ETL Design Pattern : E-LT-L
I was ramping up C# to create BI Framework and I hit upon the term “Design Patterns”. I decided to go through few patterns only, as I did not have patience to complete the book, also I assumed I don’t need it. Finally at the end of day, I was able to implement a couple of patterns in my BI Framework application. During this time, I wondered whether there are any pre-defined design patterns in Data Warehouses, ETL, Cubes, and Universes. My quest begins … In this blog, I will focus on ETL alone.
I started looking back at my projects to analyze if I had used any design patterns or whether I hit upon the recurring problems that could have been solved with alternate designs. What I found was quite interesting. I have been using best practices defined for each component all along. Then why were we slogging all the time. What were the problems we were facing every day? Now the right time! I decided to plunge deep in each component to find out exactly what I could have done differently during design which could have made my life easier. And that is where I came up with an ETL design pattern E-LT-L.

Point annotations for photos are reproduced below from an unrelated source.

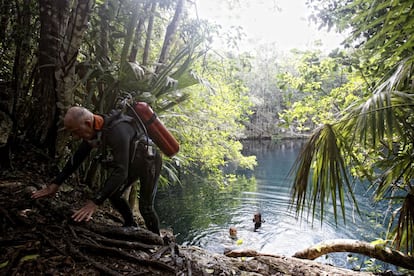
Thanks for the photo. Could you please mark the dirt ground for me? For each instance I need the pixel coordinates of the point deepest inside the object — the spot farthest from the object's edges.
(38, 237)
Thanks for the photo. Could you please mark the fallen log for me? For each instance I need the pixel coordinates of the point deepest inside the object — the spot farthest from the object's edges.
(382, 253)
(135, 234)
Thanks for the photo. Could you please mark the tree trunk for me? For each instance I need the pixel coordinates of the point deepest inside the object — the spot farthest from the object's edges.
(65, 70)
(42, 127)
(130, 33)
(149, 34)
(344, 245)
(138, 35)
(170, 33)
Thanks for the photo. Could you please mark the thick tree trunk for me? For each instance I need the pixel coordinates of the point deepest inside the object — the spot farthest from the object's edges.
(138, 34)
(150, 26)
(65, 69)
(42, 126)
(344, 245)
(170, 33)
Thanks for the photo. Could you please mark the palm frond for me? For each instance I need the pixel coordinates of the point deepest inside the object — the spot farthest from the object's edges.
(404, 230)
(321, 168)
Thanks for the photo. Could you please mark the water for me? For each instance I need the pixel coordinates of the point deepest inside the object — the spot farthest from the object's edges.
(201, 214)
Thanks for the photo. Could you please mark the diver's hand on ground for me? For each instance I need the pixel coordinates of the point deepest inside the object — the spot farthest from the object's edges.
(86, 212)
(49, 190)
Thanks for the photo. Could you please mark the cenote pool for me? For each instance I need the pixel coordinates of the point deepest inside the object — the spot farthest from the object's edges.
(200, 214)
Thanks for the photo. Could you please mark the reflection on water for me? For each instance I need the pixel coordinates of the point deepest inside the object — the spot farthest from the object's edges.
(201, 214)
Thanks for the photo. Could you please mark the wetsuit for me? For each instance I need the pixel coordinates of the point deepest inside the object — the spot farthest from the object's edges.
(132, 156)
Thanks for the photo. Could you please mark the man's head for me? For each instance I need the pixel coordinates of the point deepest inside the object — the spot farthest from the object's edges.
(79, 121)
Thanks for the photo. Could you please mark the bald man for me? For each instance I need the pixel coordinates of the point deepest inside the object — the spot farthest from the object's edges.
(130, 155)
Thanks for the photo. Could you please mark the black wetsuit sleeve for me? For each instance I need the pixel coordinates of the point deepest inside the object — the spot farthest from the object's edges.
(74, 162)
(118, 139)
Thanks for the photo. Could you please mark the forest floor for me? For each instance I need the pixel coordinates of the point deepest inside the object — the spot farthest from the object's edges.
(38, 237)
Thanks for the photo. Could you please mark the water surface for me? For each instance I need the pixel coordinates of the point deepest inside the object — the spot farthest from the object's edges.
(200, 214)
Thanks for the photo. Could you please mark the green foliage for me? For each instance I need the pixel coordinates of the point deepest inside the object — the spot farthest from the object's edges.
(373, 137)
(210, 122)
(323, 87)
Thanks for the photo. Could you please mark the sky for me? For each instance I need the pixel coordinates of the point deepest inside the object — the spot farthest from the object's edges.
(283, 22)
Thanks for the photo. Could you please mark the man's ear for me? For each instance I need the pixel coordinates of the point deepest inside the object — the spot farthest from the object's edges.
(89, 123)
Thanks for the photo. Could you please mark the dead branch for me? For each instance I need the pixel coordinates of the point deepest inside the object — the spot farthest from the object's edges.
(115, 242)
(97, 265)
(382, 253)
(109, 251)
(136, 233)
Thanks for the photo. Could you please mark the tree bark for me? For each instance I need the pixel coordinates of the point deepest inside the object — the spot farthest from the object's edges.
(170, 33)
(42, 127)
(344, 245)
(65, 69)
(138, 34)
(149, 34)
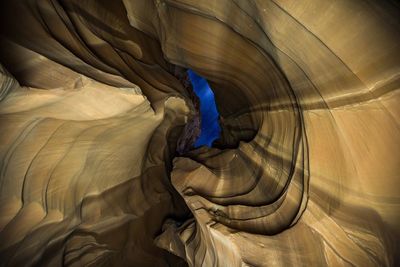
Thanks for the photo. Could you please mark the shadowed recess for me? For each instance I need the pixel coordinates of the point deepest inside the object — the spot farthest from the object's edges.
(210, 129)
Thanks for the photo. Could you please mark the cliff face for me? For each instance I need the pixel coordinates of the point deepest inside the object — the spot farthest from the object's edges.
(307, 168)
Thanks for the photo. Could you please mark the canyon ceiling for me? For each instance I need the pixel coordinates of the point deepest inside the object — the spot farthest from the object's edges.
(96, 127)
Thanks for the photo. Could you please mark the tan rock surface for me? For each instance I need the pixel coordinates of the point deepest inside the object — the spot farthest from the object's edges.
(306, 172)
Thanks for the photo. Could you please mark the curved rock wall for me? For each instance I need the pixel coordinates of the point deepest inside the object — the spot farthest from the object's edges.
(305, 172)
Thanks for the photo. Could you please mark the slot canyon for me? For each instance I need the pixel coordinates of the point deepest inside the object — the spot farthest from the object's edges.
(101, 162)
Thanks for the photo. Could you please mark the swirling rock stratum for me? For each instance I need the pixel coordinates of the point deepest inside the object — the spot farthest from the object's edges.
(306, 172)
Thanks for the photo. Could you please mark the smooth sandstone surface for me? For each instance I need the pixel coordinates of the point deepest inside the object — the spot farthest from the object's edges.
(306, 172)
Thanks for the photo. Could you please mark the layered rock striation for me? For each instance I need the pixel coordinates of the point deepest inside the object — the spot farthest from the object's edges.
(93, 111)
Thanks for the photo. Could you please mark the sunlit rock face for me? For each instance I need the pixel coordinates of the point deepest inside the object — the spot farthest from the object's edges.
(305, 173)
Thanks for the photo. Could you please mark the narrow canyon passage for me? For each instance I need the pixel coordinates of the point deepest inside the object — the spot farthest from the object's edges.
(114, 152)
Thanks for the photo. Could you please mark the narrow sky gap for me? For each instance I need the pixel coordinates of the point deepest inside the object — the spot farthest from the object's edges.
(210, 129)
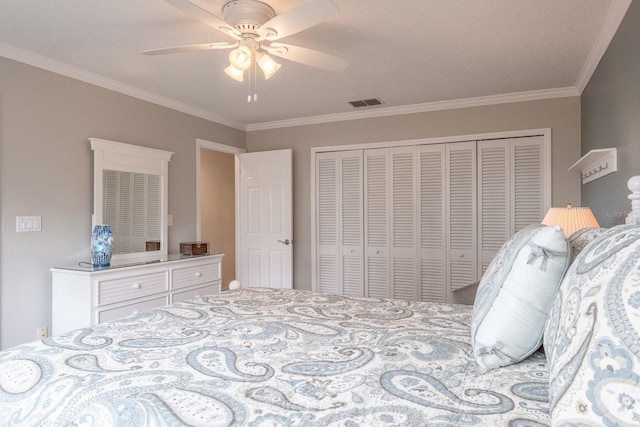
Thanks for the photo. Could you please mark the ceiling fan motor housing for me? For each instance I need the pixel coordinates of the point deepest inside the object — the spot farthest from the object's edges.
(247, 15)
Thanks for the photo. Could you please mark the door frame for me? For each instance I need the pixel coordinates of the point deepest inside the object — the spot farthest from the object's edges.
(216, 146)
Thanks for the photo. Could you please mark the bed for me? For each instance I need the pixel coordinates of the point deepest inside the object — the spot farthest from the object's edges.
(284, 357)
(271, 357)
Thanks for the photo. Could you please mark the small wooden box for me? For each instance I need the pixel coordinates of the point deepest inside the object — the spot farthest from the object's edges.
(194, 248)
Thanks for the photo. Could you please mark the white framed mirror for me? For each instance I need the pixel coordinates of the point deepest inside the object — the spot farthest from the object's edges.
(130, 194)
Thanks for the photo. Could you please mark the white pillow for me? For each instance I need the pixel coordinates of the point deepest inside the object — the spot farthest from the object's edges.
(581, 238)
(594, 335)
(515, 295)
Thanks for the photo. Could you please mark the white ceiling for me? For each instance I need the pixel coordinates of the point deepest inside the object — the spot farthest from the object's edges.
(412, 54)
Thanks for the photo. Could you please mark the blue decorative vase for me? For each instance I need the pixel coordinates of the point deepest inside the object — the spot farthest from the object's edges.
(101, 246)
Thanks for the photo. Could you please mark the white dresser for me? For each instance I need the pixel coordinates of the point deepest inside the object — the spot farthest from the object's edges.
(83, 296)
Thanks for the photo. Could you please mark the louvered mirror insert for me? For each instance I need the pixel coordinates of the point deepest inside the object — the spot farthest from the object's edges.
(131, 207)
(130, 195)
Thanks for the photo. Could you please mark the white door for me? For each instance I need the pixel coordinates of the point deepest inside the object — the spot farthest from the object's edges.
(265, 232)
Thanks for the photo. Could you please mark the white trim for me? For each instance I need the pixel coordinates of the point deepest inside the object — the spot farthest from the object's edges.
(39, 61)
(437, 140)
(615, 15)
(420, 108)
(215, 146)
(544, 132)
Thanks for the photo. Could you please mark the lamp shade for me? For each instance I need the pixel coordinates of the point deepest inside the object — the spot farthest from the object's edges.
(570, 219)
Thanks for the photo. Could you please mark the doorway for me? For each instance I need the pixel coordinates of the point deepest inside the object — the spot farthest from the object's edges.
(215, 210)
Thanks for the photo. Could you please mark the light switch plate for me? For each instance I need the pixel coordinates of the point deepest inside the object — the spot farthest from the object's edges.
(28, 223)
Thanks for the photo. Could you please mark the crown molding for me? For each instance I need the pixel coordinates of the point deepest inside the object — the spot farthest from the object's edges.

Before I explain what this E-LT-L means, let’s look at ETL first. ETL stands for Extraction, Transformation and Loading. In ETL we extract data from multiple data sources and transform the incoming data in a format compatible with data warehouse structure, followed by loading into data marts. Usually companies use some commercial tools like SSIS, BO Data Integrator Designer, etc… The developers then make full use of these tools and they end up using most of the functionality provided in these tools. And to an extent, this looks right too, as the companies have made an investment for this purpose.
Finally when companies, evaluate their ROI, the results are amazing. By following industry standards and using commercial ETL tools, training their development teams, the results do not look good. A new set of problems like performance problems, steep learning curves, fixing the parts that are not broken, buying additional hardware, etc. have come up. From ETL perspective, even though, most companies have a designated job server, they do not get a good performance. After a while in production, when there data marts grow in size or the size of incoming data increases, the performance of ETL job takes a hit. To resolve these issues, many things are done like increasing configuration of job server, make changes in database structure, use bulk loading options (favorite choice for techies), split the jobs, pushing few things like summarization over to weekends, etc.. This results in making the system more complex than it should be which has a direct hit on overall IT cost.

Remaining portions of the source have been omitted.